Monday, January 22, 2018

January 21, 2018 - Repent and Believe this Good News

When I hear the word, “Repent” I often think of images like the story of Jonah where Jonah goes into the city of Nineveh with the word of God and the news reaches the king and the whole city repents.  According to the text, every person and every animal is dressed in sackcloth and fasts.  And everyone cries out to God hoping to escape God’s punishment.  In this case, repentance is being extremely sorry, honestly confronting past behavior and turning away from it.

                We often confuse apology and repentance.  An apology is often part of the act of repenting, because you acknowledge what you have done and the harm you have done.  But this has long been a critique of Christians, we apologize for things but we rarely repent, which involves changing our ways.  I apologize for the stuff I did last week knowing that I’m going to do much the same stuff this coming week.  That is not repentance.  That is apology.

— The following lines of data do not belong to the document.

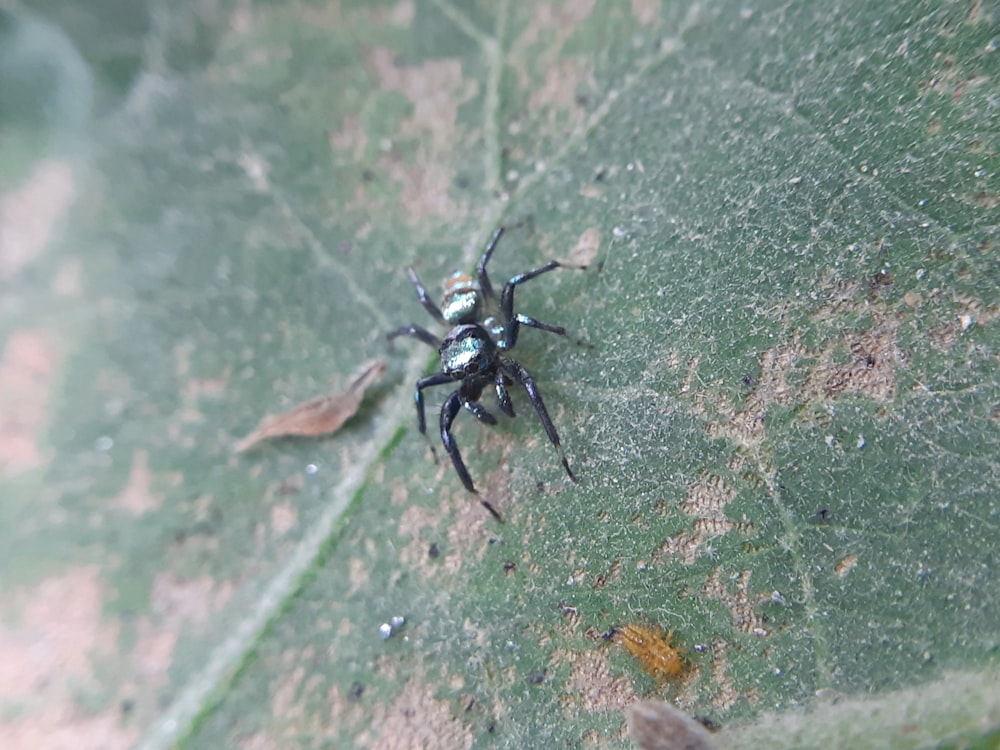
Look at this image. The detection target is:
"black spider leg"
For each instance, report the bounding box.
[385,325,441,349]
[413,372,455,463]
[441,385,503,523]
[495,368,516,417]
[500,357,576,482]
[476,227,504,302]
[406,268,447,325]
[500,260,566,351]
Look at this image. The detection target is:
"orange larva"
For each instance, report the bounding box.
[615,625,686,682]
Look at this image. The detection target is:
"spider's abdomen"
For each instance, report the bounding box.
[439,325,497,380]
[441,271,482,325]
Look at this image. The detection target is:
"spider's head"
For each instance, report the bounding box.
[439,325,497,380]
[441,271,483,325]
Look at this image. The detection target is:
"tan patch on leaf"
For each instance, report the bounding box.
[0,566,135,750]
[569,227,601,266]
[712,638,740,712]
[150,572,232,630]
[632,0,661,26]
[236,361,385,453]
[132,620,177,685]
[0,331,58,475]
[368,47,480,218]
[625,701,715,750]
[112,448,160,516]
[359,679,473,750]
[703,568,771,637]
[564,649,638,714]
[271,503,299,537]
[0,160,76,280]
[653,475,753,565]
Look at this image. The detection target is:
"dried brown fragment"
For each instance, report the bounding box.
[236,360,385,453]
[625,701,715,750]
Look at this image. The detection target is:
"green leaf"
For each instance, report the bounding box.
[0,0,1000,748]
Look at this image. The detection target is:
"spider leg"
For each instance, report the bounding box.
[476,227,504,300]
[441,391,479,495]
[500,260,567,349]
[406,268,445,324]
[462,401,497,424]
[496,368,516,417]
[500,359,576,482]
[441,391,503,523]
[385,325,441,349]
[413,372,454,440]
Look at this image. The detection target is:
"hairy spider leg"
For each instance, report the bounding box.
[500,357,576,482]
[441,387,503,523]
[385,325,441,349]
[406,267,447,325]
[476,227,504,300]
[496,368,517,417]
[462,401,497,424]
[413,372,455,450]
[500,260,566,350]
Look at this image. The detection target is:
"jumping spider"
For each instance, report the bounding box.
[387,227,576,520]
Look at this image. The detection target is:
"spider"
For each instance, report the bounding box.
[387,227,582,520]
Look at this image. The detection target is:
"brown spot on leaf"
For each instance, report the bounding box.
[236,361,385,453]
[569,227,601,266]
[703,568,771,637]
[0,566,136,750]
[112,448,160,516]
[653,475,753,565]
[625,701,715,750]
[359,678,473,750]
[712,638,740,712]
[632,0,661,26]
[565,649,638,714]
[0,160,76,280]
[0,331,57,475]
[368,48,479,219]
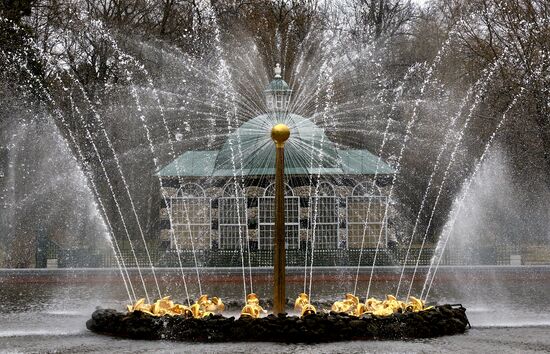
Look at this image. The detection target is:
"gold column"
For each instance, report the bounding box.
[271,124,290,314]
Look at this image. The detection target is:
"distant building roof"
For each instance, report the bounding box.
[158,113,394,177]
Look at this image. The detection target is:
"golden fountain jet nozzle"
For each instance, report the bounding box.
[241,293,267,318]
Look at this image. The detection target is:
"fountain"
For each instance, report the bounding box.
[5,1,550,351]
[86,76,469,343]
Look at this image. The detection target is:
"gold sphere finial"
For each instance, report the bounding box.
[271,124,290,147]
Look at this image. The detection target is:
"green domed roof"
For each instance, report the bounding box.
[213,112,342,176]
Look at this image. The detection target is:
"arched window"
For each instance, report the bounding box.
[309,182,340,249]
[258,184,300,249]
[346,183,388,248]
[170,183,212,249]
[218,183,248,249]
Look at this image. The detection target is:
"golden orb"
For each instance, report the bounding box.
[271,124,290,147]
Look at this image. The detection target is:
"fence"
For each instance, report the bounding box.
[58,248,440,268]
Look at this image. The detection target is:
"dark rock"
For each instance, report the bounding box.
[86,305,470,343]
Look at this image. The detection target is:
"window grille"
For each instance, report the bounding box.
[169,183,212,249]
[309,182,340,249]
[258,184,300,249]
[346,184,388,248]
[218,184,248,249]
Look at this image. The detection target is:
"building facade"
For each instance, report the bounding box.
[158,66,395,250]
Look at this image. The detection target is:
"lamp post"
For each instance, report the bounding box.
[271,124,290,314]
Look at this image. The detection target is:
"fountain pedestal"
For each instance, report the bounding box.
[271,124,290,314]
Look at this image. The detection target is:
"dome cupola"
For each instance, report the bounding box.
[264,64,292,112]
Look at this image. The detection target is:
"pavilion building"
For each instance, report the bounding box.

                It’s important to hear the difference as we encounter Jesus’ summary of the good news in our text today.  These four phrases are the key for reading the gospel of Mark.  “The time is fulfilled, and the kingdom of God has come near; repent, and believe in the good news.”  Everything else in the Gospel of Mark is the confirmation of that message.  In this case, repentance is not so much about saying you are sorry, but is much more about change.  And in Mark, it is not so much about changing your ways but changing the way you look at world.  It is turning away from the shiny objects of this world and refocusing on the realm of God.  It is changing how you understand the world works.

                We are seeing some of this in the #MeToo movement, especially as we encounter some of the lame excuses that men give for treating women so reprehensibly.  “It was a different time,” they will say.  “When you’re famous you can do whatever you want,” they will say.  “We had no idea that this was happening in our offices,” they will say.  Our society is being called to repent, to see things in a new light.  To see that this way of treating women or treating any person is broken and unacceptable, even though at one time it might have been considered normal.

                We have gone through this kind of repentance before as we look at our history.  We used to think that slavery was normal, part of divinely-ordained society, it’s there in the Bible.  Now we look back at that time and wonder how anyone could think that.  We used to think and are still struggling with racism as a normal way of looking at the world, that some races or nationalities are inherently better than others.  I remember my children when they were younger being mystified by the stories and especially the images of segregation, things like drinking fountains and restroom posted by race.  They couldn’t understand how anyone could think that way.  There has been some measure of repentance.

                Jesus also calls us to look at the world in a new way.  This was an even more dramatic calling in 1st century Palestine, where, by most accounts, life was pretty difficult for the common Israelite.  The Romans were there as an occupying force, levying high taxes on the people.  The work simply to make a  living was difficult.  And you had religious officials who were proclaiming a path of righteousness that was also a lot of work and regulation, a path much easier to follow if you had the free time to observe, the resources to observe a pure Sabbath.  And along comes Jesus with the message that says, in the midst of this situation, “The kingdom of God has come near.”  Repent.  Change the way you look at the world.

                He says to people who have been taught that wealth is a divine blessing and poverty a divine curse, “God truly loves the poor.”  This difficult life is not separate from the divine.  Righteousness is not found is an expanding spiral of rules and regulations, but in simple love for God and one another.  This world has been created in the love of God.  This world is permeated with the love of God.  This life is an extension of the love of God.

                In the contemplative tradition, faith happens when we recognize that the love of God is a constant that sustains and supports us in all situations.  When we get things right and when we get things wrong, the love of God continues.  When life is great and life is hard, the love of God continues.  When we are embraced by that constant love, we are free to love others.   When we are connected to that infinite love we are free to share because we know that love will not run out or fail us.

                And we need to regularly repent, change the way we look at things because the shiny objects of world distract us and turn us away from that love.  There is a shiny object that jingles and says, “What you have and how you look is who you are.”  There is a shiny object that jangles and says, “What other people think of you is who you are.”  There is a shiny object that rattles and says, “Where you come from is who you are.”  There is a shiny object that shakes and hums and says, “The good and the bad that you do is who you are.”  We see and hear variations of those messages every day and they are tempting and distracting and often just serve to make us feel a little better than someone else.

                Repent, says Jesus.  The love of God is how you were made and who you are and what you are meant to be.  The kingdom of God is near, among you.  Repent and believe this good news.  The love of God is how you were made and who you are and what you are meant to be.